Robert Echlin, bishop of Down, though at first supportive of the Presbyterian ministers, changed his attitude towards them. The Irish archbishop, James Ussher was also supportive of them; refusing to bow under pressure mounting against them.

In 1630 Blair went to Scotland where he visited John Livingstone. They ended up at Kirk of Shotts where they conducted a service which became known as the Kirk of Shotts Revival. (I believe that the revival here spread to a significant part of Scotland, but I can find no proof.) Two Scottish ministers accused them of ‘exciting people to ecstasies and teaching the necessity of bodily pains to attest the reality of the new birth’ and reported them to Leslie, who passed the accusations on to Echlin. In late summer 1631 Blair, Livingstone, Dunbar and Welch were suspended. Their friends appealed to Ussher who ordered Echlin to withdraw the suspension. The case was appealed to London where the intolerant Laud was Archbishop of Canterbury. Through Laud’s influence Blair, Welch, Livingstone and Dunbar were brought to trial, but they refused to conform to Episcopacy so they were deposed from ministry in 1632. Blair went to London to appeal to the King and Charles ordered the Lord Deputy of Ireland, Wentworth, to retry the case.

The four ministers continued to preach until Blair met with Wentworth in the latter half of 1634. Wentworth spoke against the Church of Scotland and upbraided Blair. The situation became so dark for the Presbyterians of Ulster that they began to look towards America to escape persecution.
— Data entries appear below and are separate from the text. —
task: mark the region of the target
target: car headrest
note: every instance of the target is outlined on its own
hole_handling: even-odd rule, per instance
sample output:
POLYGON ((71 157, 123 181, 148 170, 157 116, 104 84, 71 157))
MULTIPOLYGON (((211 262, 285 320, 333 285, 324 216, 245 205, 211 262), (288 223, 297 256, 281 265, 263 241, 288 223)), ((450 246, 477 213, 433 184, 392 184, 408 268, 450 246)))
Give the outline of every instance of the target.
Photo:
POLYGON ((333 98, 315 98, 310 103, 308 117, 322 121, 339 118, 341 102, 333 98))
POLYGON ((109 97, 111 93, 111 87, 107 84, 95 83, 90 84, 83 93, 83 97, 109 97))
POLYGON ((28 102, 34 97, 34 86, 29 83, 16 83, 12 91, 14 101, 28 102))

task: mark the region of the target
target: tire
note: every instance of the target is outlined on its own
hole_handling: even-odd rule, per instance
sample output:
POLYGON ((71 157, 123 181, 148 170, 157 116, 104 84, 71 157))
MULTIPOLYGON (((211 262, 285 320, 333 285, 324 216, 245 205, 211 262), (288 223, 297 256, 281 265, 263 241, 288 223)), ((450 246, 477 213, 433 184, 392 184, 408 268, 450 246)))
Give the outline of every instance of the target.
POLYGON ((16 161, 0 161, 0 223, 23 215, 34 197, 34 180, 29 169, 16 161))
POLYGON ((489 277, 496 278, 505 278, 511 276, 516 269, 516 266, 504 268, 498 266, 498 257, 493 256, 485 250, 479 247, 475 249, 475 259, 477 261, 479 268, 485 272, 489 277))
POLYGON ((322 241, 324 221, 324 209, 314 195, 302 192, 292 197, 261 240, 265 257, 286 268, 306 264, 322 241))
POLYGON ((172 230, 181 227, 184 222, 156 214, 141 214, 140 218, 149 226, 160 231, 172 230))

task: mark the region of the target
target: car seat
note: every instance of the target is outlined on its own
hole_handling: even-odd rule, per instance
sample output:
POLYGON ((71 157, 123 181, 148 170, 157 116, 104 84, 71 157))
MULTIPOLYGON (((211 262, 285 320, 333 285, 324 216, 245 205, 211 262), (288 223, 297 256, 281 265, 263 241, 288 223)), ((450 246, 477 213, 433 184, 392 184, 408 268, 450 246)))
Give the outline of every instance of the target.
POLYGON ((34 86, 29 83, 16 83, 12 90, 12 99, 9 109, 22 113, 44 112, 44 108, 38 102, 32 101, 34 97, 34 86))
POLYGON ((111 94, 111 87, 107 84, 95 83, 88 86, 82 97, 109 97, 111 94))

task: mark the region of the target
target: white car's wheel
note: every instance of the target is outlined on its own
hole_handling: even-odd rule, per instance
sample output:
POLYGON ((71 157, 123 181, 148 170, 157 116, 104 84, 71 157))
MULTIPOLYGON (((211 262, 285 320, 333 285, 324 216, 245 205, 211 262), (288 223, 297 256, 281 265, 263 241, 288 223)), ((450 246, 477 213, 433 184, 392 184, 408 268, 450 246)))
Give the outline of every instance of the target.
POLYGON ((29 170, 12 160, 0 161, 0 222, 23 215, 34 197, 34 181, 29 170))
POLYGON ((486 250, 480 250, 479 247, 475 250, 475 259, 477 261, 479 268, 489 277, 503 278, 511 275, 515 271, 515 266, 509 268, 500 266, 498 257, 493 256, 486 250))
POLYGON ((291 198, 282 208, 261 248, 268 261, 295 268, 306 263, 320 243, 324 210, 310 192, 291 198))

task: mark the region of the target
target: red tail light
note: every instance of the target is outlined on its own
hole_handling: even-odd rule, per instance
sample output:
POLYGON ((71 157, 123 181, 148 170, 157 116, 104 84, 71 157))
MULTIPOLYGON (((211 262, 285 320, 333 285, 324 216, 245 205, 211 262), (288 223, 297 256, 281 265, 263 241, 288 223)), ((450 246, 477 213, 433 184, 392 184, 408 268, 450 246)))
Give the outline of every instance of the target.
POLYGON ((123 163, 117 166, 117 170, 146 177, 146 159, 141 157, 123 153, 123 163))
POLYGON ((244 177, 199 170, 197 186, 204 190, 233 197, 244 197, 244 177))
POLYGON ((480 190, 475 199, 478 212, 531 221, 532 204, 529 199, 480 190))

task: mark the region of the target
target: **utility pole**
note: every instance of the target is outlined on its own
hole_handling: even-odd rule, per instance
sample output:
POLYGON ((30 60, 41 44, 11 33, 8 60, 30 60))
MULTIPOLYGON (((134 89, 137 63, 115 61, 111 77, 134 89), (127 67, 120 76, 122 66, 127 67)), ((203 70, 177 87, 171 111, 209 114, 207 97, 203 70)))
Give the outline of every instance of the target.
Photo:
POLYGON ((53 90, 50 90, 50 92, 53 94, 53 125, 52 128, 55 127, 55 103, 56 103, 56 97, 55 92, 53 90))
Livingstone and another were commissioned to go to America to find a place for settlement, but whilst in Plymouth some things deterred them from completing their mission and they returned home. For political reasons, in May 1634, Wentworth instructed Echlin to withdraw the suspension of the four men for six months.

During this time the ministers carried on their work in any place they could. Welch stood at the back door of his house to preach to the people in his house and in the garden. The bishop of Derry appealed to Wentworth as to the danger of allowing Presbyterians to preach and they were suspended again in November. Soon after this Welch and Echlin died and Dunbar returned to Scotland.
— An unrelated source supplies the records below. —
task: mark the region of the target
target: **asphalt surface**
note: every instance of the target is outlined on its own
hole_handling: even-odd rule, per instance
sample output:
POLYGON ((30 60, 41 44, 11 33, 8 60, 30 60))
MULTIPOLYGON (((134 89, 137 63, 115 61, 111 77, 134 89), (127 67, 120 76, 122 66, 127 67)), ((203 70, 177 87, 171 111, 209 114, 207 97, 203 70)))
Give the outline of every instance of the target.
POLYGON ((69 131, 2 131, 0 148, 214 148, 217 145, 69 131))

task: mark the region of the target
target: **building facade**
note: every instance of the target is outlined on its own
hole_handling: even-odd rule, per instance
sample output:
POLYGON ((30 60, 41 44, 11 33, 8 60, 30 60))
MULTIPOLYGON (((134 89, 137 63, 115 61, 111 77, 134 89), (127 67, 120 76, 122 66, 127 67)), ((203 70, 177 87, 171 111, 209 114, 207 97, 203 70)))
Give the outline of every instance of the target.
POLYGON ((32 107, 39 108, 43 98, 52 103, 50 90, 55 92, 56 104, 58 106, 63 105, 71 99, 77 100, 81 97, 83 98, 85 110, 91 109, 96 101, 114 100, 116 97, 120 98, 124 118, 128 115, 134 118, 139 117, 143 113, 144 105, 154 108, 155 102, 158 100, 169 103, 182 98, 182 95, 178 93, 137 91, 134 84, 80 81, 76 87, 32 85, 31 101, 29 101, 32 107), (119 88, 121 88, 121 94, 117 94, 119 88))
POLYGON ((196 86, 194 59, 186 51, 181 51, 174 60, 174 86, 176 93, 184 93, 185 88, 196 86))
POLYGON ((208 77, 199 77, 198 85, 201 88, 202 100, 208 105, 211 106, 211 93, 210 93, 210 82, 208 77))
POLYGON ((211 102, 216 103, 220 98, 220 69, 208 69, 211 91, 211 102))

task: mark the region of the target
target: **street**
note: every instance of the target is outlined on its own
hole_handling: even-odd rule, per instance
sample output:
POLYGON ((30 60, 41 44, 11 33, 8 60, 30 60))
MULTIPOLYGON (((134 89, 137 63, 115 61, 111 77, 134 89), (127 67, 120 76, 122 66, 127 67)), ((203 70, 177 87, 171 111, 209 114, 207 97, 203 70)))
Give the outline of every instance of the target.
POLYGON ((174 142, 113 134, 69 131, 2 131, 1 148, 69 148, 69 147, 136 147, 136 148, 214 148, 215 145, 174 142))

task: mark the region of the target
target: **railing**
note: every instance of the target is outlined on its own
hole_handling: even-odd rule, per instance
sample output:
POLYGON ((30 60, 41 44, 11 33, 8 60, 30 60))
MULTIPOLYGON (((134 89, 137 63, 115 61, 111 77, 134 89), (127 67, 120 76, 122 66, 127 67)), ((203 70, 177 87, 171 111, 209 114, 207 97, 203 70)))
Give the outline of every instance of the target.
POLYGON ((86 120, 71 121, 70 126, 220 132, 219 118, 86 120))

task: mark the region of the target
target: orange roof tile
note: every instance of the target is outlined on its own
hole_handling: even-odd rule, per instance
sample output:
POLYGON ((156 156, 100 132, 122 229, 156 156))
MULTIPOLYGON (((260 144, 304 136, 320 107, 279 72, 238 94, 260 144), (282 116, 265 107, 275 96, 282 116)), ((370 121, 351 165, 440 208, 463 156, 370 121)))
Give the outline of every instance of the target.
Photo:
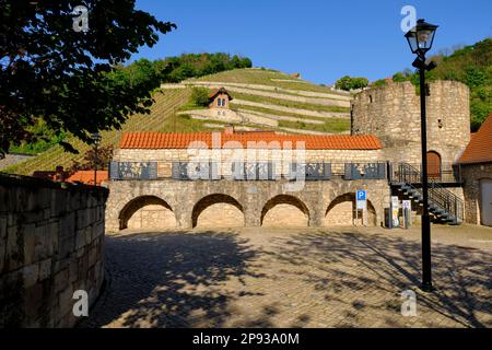
MULTIPOLYGON (((307 150, 378 150, 383 145, 375 136, 349 136, 349 135, 281 135, 272 131, 244 131, 244 132, 126 132, 122 135, 119 147, 121 149, 187 149, 191 142, 195 148, 220 147, 231 148, 296 148, 296 142, 305 142, 307 150), (220 140, 220 143, 219 143, 220 140), (272 143, 270 143, 272 142, 272 143), (276 145, 278 143, 278 145, 276 145)), ((300 145, 301 147, 301 145, 300 145)))
POLYGON ((213 89, 212 92, 209 94, 209 100, 214 98, 219 94, 226 94, 229 96, 229 100, 233 100, 233 97, 227 92, 227 90, 225 90, 225 88, 213 89))
POLYGON ((480 129, 472 135, 459 163, 492 162, 492 113, 483 121, 480 129))

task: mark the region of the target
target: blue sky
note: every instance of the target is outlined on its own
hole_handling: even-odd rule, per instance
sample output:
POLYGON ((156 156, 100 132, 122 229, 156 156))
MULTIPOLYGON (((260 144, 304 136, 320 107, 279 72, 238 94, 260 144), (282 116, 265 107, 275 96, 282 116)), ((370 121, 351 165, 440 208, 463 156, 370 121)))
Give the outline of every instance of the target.
POLYGON ((407 4, 440 25, 433 52, 492 36, 491 0, 137 0, 139 9, 178 28, 132 59, 225 51, 316 83, 345 74, 373 81, 411 66, 400 30, 407 4))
On the 11th/12th August 1636 the bishop of Down tried Hamilton, Cunningham., Ridge and Calvert at the old Belfast Parish Church in front of bishops, nobles, gentry and clergy. Brice died before he could be tried. They were all banned from preaching in the diocese for the sin of not accepting Episcopacy. In response to their sentence Cunningham said, “I have now lived these twenty years amongst you in this kingdom, serving the Lord in His holy ministry, and thought so to have spent the rest of my days, which cannot be very long, for my body is very crazed, in the same employment. My doctrine and life for that time are known to most here present. I appeal to all their consciences if they can say anything against me in either of them. Yea, I ever kept me close to the commission of my Lord. But now I am required to receive impositions upon my ministry which are against my conscience. I rather lay down my ministry at the feet of my Lord and Saviour Christ, of whom I did receive it, than to live with an evil conscience in the free liberty of it.”
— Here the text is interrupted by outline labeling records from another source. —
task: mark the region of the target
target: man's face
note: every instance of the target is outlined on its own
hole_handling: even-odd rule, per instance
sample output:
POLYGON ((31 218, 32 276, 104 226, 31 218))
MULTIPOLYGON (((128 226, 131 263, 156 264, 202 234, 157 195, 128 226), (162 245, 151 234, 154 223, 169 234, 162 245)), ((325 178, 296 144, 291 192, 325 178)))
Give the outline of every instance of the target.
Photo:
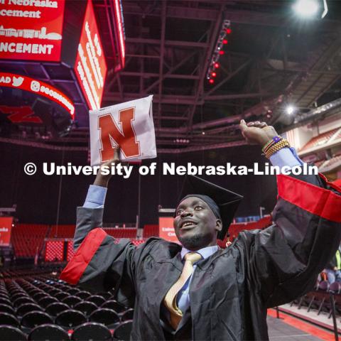
POLYGON ((178 206, 174 229, 179 242, 191 251, 217 244, 217 232, 222 222, 208 205, 197 197, 189 197, 178 206))

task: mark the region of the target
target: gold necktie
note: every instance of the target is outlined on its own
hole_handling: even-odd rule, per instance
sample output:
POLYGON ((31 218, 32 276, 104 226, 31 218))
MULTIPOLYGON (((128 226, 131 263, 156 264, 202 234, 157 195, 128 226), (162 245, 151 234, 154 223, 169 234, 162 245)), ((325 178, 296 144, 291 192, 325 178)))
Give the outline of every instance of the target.
POLYGON ((193 273, 193 264, 201 259, 201 255, 197 252, 188 252, 185 255, 185 265, 178 281, 169 289, 163 300, 170 313, 170 325, 176 330, 183 318, 183 312, 176 304, 176 296, 193 273))

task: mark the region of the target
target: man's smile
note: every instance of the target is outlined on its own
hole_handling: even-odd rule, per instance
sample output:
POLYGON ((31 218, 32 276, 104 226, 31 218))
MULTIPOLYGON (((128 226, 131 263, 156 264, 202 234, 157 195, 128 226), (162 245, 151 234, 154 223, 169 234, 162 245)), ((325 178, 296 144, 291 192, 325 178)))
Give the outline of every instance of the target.
POLYGON ((197 226, 197 223, 193 221, 193 220, 186 220, 185 221, 183 221, 183 222, 181 222, 180 225, 180 229, 192 229, 193 227, 195 227, 195 226, 197 226))

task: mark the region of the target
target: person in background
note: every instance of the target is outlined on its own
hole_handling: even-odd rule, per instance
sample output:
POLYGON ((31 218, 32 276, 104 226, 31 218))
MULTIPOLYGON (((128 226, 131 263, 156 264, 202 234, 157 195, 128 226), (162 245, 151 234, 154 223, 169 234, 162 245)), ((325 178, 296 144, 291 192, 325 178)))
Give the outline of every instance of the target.
POLYGON ((328 263, 325 272, 330 284, 335 281, 341 282, 341 245, 328 263))

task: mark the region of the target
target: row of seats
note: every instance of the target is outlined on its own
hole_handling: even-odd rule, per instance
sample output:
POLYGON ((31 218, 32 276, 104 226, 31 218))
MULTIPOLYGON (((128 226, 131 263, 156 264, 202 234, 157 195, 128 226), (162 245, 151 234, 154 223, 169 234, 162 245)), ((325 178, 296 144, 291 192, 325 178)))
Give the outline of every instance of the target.
POLYGON ((341 314, 341 283, 318 281, 314 291, 291 302, 291 305, 293 304, 297 305, 298 309, 306 307, 308 312, 314 310, 318 315, 326 312, 329 318, 332 316, 334 305, 335 313, 341 314))
POLYGON ((12 229, 11 242, 16 257, 34 256, 44 244, 48 225, 17 224, 12 229))
POLYGON ((33 328, 28 334, 11 325, 0 325, 1 341, 126 341, 129 340, 132 321, 122 323, 112 332, 100 323, 87 323, 67 332, 56 325, 45 324, 33 328))
MULTIPOLYGON (((111 292, 93 294, 47 275, 6 279, 0 282, 0 324, 6 325, 10 334, 19 328, 28 340, 38 340, 32 338, 31 333, 43 333, 43 330, 52 330, 55 326, 70 332, 77 328, 77 332, 89 328, 126 330, 134 310, 113 298, 111 292)), ((0 331, 0 340, 6 340, 1 335, 7 332, 0 331)))
MULTIPOLYGON (((325 133, 320 134, 309 140, 301 149, 300 151, 310 149, 318 146, 322 146, 327 144, 330 139, 338 139, 340 136, 341 129, 336 128, 325 133)), ((341 137, 341 136, 340 136, 341 137)))

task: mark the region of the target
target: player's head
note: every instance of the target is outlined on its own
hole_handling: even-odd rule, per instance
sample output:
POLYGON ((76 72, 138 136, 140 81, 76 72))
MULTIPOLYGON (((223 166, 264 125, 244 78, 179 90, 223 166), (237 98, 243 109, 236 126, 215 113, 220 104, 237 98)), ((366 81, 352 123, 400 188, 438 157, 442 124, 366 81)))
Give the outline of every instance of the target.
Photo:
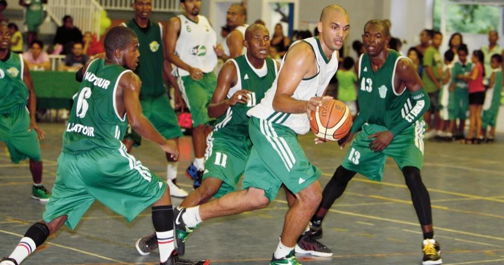
POLYGON ((253 24, 245 31, 243 45, 247 48, 247 56, 265 59, 270 53, 270 32, 262 25, 253 24))
POLYGON ((201 9, 201 0, 180 0, 180 7, 185 11, 185 14, 198 16, 201 9))
POLYGON ((369 55, 376 56, 387 48, 390 41, 389 26, 380 19, 370 20, 364 26, 362 43, 369 55))
POLYGON ((136 69, 140 52, 135 31, 121 26, 114 27, 105 36, 103 46, 107 59, 129 69, 136 69))
POLYGON ((245 24, 247 19, 246 10, 239 4, 233 4, 227 9, 226 15, 226 22, 232 28, 238 27, 245 24))
POLYGON ((317 29, 321 41, 331 50, 339 50, 350 32, 350 16, 341 6, 328 6, 322 10, 317 29))
POLYGON ((135 0, 131 7, 135 11, 135 17, 141 19, 149 19, 152 11, 152 0, 135 0))
POLYGON ((9 49, 10 44, 11 32, 9 30, 9 27, 4 22, 0 23, 0 51, 9 49))

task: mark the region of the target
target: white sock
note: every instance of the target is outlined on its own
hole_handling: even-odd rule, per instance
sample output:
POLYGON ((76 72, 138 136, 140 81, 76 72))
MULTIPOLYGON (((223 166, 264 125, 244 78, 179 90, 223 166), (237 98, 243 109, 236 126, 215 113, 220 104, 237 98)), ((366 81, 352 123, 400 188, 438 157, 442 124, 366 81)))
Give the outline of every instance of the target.
POLYGON ((168 260, 172 251, 175 249, 173 244, 173 230, 166 232, 156 232, 158 245, 159 247, 159 260, 161 263, 168 260))
POLYGON ((280 239, 280 242, 278 242, 278 246, 277 247, 277 250, 275 250, 273 255, 275 256, 275 258, 282 258, 287 256, 293 250, 293 246, 288 247, 284 245, 282 243, 282 239, 280 239))
POLYGON ((178 162, 169 162, 166 165, 166 179, 173 180, 177 178, 177 168, 178 168, 178 162))
POLYGON ((185 210, 185 212, 182 215, 182 220, 188 227, 196 227, 196 226, 203 222, 200 217, 200 206, 191 207, 185 210))
POLYGON ((194 162, 193 162, 194 164, 194 166, 196 167, 196 168, 198 170, 203 170, 205 169, 205 158, 203 157, 196 158, 194 159, 194 162))
POLYGON ((33 239, 29 237, 23 237, 9 257, 16 259, 18 264, 20 264, 28 255, 34 251, 36 248, 37 246, 33 239))

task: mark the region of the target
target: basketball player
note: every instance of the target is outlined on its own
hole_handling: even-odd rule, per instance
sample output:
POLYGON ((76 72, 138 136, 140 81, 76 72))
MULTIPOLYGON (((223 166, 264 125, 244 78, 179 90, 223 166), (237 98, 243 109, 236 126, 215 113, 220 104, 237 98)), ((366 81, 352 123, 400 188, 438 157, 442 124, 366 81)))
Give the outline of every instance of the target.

In desperation, 140 built a ship at Groomsport to take them beyond persecution to America. They sailed in November in the ‘Eagle Wing’, but a fierce storm damaged their ship so much they had to return. Blair, Livingstone and others, having failed to get to America, went instead to Scotland. So the Presbyterians in Ulster had all their leaders taken from them, but their faith sustained them.

The revival went on for at least ten years, and may have gone on beyond 1636. When you think that most revivals in the UK have lasted less than a year, the effect of the Six Mile Water Revival must have been very great. Through it Presbyterianism was firmly rooted in Ulster and despite extreme provocation and persecution it lasts to this day

Much of the above was taken from ‘The Six Mile Water Revival of 1625’ by W D Baillie, published by The Presbyterian Historical Society of Ireland.